The Lake Of Dreams by Kim Edwards
Reviewer: Sheri de Grom
The novel is powerful. It’s more than just a story, more than a narrative of events arranged in time-sequence with the emphasis falling on causality. It’s a story with a mystery at its core, but it’s not a mystery.
Lucy Jarrett lives in Japan with her boyfriend, Yoshi. Her mother has been hurt in an auto accident and although it’s not serious, Lucy thinks about returning home to the Lake of Dreams in upstate New York.
Lucy’s presently unemployed and, with Yoshi’s encouragement, decides to go home where he’ll join her later. She’s not sure how she feels about Yoshi and still has unresolved emotional issues about her father’s tragic drowning a decade ago.
Lucy’s brother, Blake, picks her up at the airport. He warns her much has changed since she was last home: her teen romance, Keegan, is back in town with a successful glass studio. Keegan employs several people in his studio both as artists and staff in his sales room. He’s become well-known for both his blown glass and his skill in restoration and preservation of stained glass. Additionally, the weapons depot, the largest employer in town, has closed and has crushed the economy. Everyone is conniving for ways to use the environmentally sensitive land for their own personal gain.
Lucy isn’t ready to learn her mother has entered into a romantic relationship when she’s still dealing with the grief, anger, and even guilt of her father’s death. She’s never told anyone about the last time she saw her dad before he left to go fishing, primarily because she thinks she could have saved his life had she behaved differently.
Lucy notes the differences Blake told her about. Especially concerning her mother. . . .Pg51[She was only in her early fifties, attractive, vibrant; there was no reason she shouldn’t move on with her life. Maybe, while I was gone, she already had. This was a good thing, at least in theory. So why did it leave me feeling so unsettled? First Blake with a baby on the way, then my mother with a budding romance—it makes me feel left behind, as if, despite my constant travels, I’d really been standing in place.]. . .

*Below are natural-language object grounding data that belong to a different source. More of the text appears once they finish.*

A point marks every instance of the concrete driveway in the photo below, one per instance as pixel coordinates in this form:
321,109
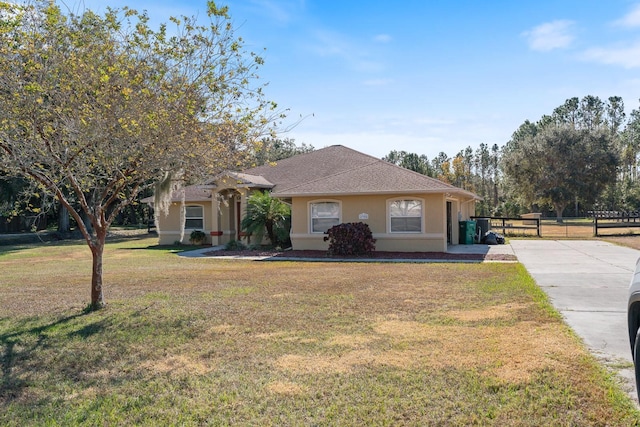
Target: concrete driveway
587,282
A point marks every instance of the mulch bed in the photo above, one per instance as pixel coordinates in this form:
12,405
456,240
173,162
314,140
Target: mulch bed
373,255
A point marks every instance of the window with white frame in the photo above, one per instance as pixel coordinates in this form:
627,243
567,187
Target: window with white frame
324,215
405,216
194,217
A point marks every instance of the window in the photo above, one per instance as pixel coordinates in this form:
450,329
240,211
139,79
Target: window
405,216
194,217
324,215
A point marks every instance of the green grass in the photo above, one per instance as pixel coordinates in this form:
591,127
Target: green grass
211,342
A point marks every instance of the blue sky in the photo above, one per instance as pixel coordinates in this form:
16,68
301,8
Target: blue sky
427,76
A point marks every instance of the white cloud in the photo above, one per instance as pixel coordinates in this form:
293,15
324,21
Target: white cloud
382,38
333,44
550,35
625,56
631,19
377,82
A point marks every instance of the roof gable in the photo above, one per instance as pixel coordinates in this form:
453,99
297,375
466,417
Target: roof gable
341,170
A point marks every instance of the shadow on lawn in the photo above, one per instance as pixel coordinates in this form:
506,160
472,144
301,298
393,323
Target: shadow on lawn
16,349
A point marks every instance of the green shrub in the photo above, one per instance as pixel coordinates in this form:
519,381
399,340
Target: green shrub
235,245
353,238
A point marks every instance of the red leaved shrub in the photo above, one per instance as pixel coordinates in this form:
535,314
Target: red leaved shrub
352,238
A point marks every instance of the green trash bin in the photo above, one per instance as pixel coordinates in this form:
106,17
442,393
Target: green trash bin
467,233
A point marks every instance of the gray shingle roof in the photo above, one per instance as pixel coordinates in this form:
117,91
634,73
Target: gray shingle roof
340,170
333,170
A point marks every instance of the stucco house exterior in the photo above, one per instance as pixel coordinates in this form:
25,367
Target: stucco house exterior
406,211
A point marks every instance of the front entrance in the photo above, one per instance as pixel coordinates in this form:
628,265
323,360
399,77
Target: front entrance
449,224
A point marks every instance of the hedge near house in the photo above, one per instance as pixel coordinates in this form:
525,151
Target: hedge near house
353,238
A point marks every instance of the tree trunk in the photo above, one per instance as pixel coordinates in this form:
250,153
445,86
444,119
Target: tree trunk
97,249
63,220
559,207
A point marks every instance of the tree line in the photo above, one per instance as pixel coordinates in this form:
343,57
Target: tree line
581,157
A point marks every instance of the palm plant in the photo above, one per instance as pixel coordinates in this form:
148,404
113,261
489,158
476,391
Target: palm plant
265,213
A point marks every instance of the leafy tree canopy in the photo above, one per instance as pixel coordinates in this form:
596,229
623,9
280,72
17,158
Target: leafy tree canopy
96,109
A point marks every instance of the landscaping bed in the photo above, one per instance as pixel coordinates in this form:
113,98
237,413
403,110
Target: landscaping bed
444,256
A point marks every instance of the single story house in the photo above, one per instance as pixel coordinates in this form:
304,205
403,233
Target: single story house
406,211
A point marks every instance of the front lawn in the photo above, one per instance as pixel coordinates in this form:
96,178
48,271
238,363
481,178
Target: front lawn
212,342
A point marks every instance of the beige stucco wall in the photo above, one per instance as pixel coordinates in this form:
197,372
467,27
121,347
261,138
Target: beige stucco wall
432,239
169,231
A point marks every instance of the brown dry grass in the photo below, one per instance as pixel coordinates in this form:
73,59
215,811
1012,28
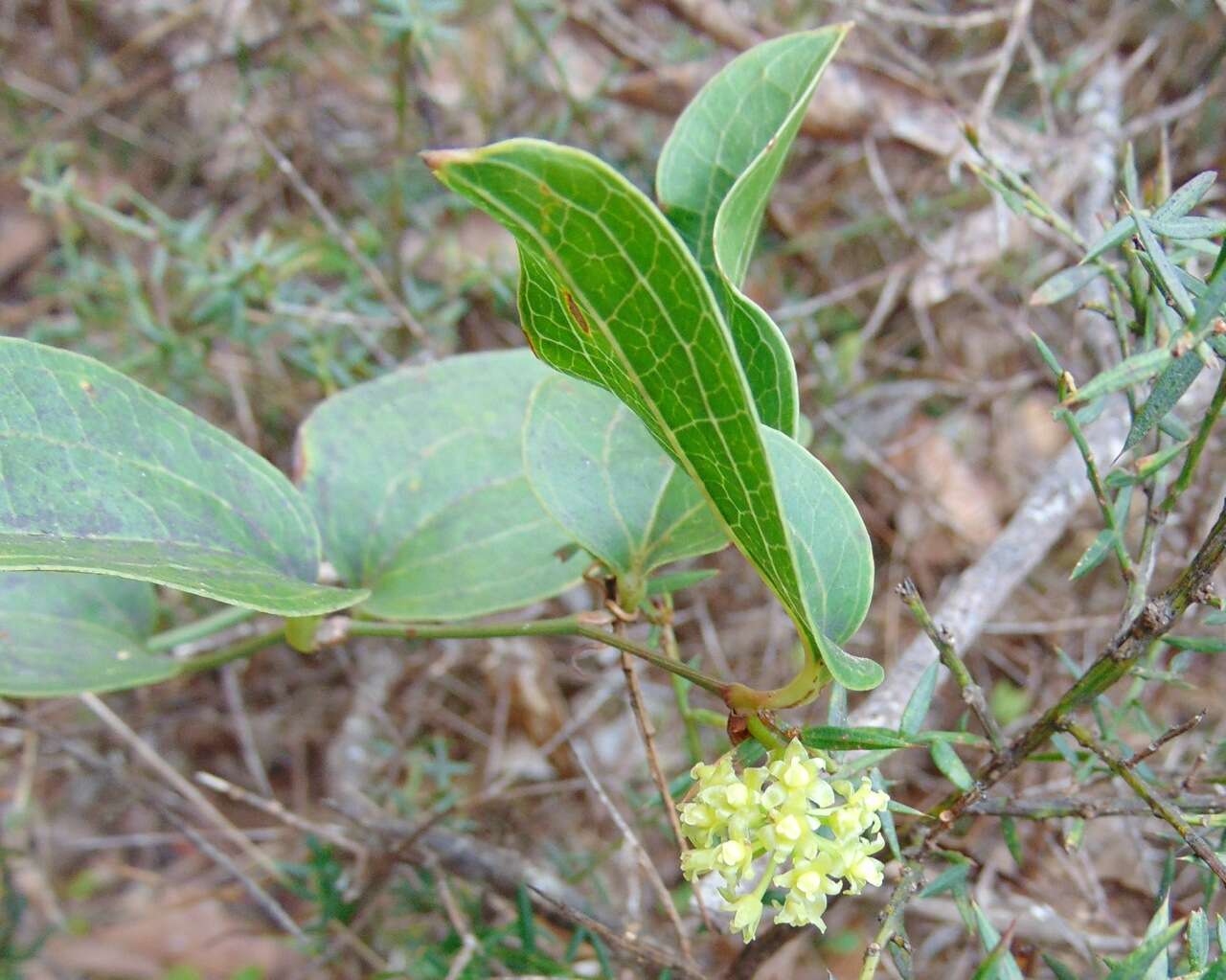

Lucy and Yoshi talk frequently but their telephone calls are often unsatisfactory and Lucy’s uneasiness about them as a couple grows. Keegan, her teen romance, slips into the gap, using all his charms to entice Lucy back.
. . .Pg71[I hadn’t expected to be so moved by seeing Keegan again. Maybe it was simply that things had ended so abruptly between us, with no sense of closure or any kindness on my part, but all old stirrings from those last wild days of spring were present again, forceful and unsettling.]. . .
Lucy becomes obsessed with unlocking the mystery of her family’s patriarch, her great-grandfather Joseph Jarrett and the sister no one knew about. The history of the hidden ancestor teaches Lucy of courage, heartache, and love. Why don’t the other members of her family want her to contact the surviving relatives of the ancestor?
Lucy is tireless in her search for her ancestor’s identity and why history happened as it did. Her search leads her to question what might have happened if she hadn’t left the Lake of Dreams. . . .Pg205[I had to see if it might have happened this way—though I couldn’t tell if it was really desire in the present or left over from the unfinished past. Not just the past with Keegan, and a desire to know what might have happened between us if I stayed, but the more uncomfortable past where I kept on leaving—countries, jobs, and people I loved. I kicked at the gravel and walked to the back of Dream Master instead.]. . .
Kim Edwards masterfully allows family secrets to drive The Lake Of Dreams, a puzzle that goes back generations and traces its roots to a collection of intertwined circumstances. Among them are the 1910 appearance of Halley’s comet, the suffragette movement in upstate New York, with glassworks taking the lead, both workaday glass and stained glass in the tradition of Tiffany and John La Farge.
The Lake Of Dreams is masterfully written and Kim Edwards’ lyrical descriptions place the reader at the heart of every scene. This novel aches to be discussed or treasured as a weekend read.
I recommend this book without reservation to both book clubs and individuals alike.